Muchos padres de niños y adolescentes se quejan de que, pese a que en casa se consumen habitualmente frutas, verduras y hortalizas, los pequeños de la casa se resisten a los encantos de los productos del huerto. Es habitual y no hay que preocuparse excesivamente por ello, puesto que muchos de ellos acabarán comiéndolas y disfrutándolas cuando sean mayores pese a que ahora, en algunos casos, se les atraganten. ¿Qué hacer para que niños y adolescentes coman verduras sin que resulte un suplicio para toda la familia? Desde luego, batallar no suele ser la solución, de manera que una buena opción es camuflarlas en algunas preparaciones hasta que poco a poco las vayan disfrutando.

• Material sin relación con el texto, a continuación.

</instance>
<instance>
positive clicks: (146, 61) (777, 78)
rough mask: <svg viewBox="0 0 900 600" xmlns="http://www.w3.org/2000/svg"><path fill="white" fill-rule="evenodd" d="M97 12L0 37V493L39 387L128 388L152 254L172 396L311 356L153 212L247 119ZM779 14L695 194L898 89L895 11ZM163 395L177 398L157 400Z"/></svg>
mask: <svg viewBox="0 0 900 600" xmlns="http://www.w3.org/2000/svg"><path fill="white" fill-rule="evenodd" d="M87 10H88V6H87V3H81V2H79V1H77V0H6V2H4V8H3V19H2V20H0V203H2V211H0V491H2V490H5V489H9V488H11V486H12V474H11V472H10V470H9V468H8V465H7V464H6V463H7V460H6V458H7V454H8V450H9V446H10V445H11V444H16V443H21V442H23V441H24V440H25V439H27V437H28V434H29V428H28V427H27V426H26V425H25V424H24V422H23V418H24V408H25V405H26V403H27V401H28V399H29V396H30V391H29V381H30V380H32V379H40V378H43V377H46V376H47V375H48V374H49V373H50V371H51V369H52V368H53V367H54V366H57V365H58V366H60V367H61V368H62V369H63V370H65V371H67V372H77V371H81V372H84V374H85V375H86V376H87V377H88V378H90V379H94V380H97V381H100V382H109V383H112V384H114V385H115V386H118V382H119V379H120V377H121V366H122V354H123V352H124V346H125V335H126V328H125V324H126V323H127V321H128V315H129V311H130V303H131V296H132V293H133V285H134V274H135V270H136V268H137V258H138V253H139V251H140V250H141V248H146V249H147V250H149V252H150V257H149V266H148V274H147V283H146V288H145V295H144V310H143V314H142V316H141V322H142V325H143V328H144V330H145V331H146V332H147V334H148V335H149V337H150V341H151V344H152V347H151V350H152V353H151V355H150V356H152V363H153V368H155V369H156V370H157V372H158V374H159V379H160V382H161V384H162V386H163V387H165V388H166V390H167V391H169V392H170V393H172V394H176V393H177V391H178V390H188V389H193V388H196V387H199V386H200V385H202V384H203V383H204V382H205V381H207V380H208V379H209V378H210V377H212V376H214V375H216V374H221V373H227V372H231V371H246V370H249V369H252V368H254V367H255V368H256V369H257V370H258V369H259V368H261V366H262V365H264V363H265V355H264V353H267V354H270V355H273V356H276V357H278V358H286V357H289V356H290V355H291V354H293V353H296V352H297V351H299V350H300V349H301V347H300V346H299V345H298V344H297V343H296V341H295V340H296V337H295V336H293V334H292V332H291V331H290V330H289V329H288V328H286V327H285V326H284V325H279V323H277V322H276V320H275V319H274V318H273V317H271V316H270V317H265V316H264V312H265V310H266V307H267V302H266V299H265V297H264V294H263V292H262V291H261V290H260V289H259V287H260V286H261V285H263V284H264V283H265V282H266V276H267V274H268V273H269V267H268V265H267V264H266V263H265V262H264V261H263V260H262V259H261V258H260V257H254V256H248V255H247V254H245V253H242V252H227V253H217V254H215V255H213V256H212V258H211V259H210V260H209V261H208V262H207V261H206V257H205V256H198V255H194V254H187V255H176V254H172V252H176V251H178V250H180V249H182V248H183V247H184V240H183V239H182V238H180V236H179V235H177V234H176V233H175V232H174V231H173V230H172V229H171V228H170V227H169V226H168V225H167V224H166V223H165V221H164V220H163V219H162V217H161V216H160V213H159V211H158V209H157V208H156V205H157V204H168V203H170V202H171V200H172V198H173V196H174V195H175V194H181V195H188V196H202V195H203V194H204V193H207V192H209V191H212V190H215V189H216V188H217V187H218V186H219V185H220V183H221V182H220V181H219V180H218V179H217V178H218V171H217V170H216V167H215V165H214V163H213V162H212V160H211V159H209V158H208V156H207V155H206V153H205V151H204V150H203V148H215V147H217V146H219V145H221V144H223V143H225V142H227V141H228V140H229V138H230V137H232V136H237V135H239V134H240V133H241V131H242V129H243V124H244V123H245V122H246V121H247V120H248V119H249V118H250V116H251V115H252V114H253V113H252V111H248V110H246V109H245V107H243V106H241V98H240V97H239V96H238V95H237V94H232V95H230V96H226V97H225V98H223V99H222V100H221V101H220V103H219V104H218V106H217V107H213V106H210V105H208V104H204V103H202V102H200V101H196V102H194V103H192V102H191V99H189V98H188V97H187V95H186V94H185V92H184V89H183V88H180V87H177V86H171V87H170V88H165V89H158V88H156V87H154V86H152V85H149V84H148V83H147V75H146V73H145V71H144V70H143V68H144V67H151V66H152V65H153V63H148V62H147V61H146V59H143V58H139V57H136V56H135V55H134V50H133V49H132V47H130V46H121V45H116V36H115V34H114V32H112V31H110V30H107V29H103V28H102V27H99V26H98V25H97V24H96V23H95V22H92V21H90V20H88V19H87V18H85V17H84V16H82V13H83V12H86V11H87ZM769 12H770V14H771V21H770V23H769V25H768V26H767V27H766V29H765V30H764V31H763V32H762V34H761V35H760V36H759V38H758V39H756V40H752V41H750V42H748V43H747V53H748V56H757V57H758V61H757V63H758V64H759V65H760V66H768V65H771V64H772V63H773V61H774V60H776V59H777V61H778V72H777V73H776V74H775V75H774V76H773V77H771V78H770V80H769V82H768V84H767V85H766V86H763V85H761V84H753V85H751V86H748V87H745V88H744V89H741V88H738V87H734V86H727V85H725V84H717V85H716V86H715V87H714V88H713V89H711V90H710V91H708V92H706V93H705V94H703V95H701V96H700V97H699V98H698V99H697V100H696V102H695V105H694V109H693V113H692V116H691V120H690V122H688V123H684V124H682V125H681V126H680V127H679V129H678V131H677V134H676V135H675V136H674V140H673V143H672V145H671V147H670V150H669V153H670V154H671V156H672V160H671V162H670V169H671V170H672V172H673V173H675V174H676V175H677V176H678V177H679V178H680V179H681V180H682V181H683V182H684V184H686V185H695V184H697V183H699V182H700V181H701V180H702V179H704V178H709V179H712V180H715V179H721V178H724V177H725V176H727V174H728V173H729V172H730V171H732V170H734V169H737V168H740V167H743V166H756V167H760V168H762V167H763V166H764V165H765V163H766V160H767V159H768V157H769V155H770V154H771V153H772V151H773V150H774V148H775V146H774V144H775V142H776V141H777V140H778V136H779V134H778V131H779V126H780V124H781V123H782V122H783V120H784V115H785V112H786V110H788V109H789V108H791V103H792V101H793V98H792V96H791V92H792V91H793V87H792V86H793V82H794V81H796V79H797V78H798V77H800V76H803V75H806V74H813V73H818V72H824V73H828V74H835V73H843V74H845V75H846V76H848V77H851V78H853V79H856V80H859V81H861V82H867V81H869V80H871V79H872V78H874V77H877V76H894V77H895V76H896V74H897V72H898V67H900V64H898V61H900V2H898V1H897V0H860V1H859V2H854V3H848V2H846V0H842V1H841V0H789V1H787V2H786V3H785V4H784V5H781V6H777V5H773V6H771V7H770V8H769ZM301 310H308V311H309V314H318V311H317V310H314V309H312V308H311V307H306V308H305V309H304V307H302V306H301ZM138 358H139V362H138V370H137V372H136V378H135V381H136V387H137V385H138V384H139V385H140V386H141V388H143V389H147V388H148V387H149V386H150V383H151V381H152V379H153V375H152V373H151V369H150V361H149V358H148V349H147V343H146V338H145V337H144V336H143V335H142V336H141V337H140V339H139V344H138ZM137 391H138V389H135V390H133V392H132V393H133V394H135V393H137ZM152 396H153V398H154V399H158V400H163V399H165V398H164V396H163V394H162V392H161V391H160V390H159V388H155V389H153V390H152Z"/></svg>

Estas son algunas ideas para hacerlo:

Croquetas

¿A quién no le gustan las croquetas? Este manjar nunca falla y pueden hacerse prácticamente de cualquier cosa: setas, espinacas, calabaza, berenjena, calabacín, acelgas… Si además se combinan con algún quesito que se fundirá al calentarse el resultado es una delicatessen que desaparecerá del plato en un plis plas.

Salsa de tomate

En la misma liga que las croquetas juegan la pizza o las macarrones con tomate. No hay pequeño a quien no le chiflen estos dos platos, así como un buen arroz a la cubana. Aprovecha para que coman verdura sin apenas darse cuenta preparando una buena salsa de tomate casera y triturando verduras de temporada (pimientos, zanahorias, calabacín, cebolla, ajo…). Será una buena manera de que coman esas verduras a las que generalmente miran con malos ojos y que encima formen parte de sus platos preferidos.

Batidos

Un yogur natural, un par de piezas de fruta, un par de galletas… ¡y a la batidora! Si le pones un topping de frutos secos rallados y unas virutitas de chocolate ya tienes la merienda perfecta en un plis plas, rica, nutritiva y saludable.

Pizza de coliflor

Preparar una pizza con base de coliflor es tan sencillo, y el resultado es tan resultón, que suele convertirse en un básico de las casas que la prueban. Preparar la base es sencillísimo, y después funcionan como una pizza normal, con su mozzarella, su orégano, un buen tomate e ingredientes al gusto. ¡Una delicia!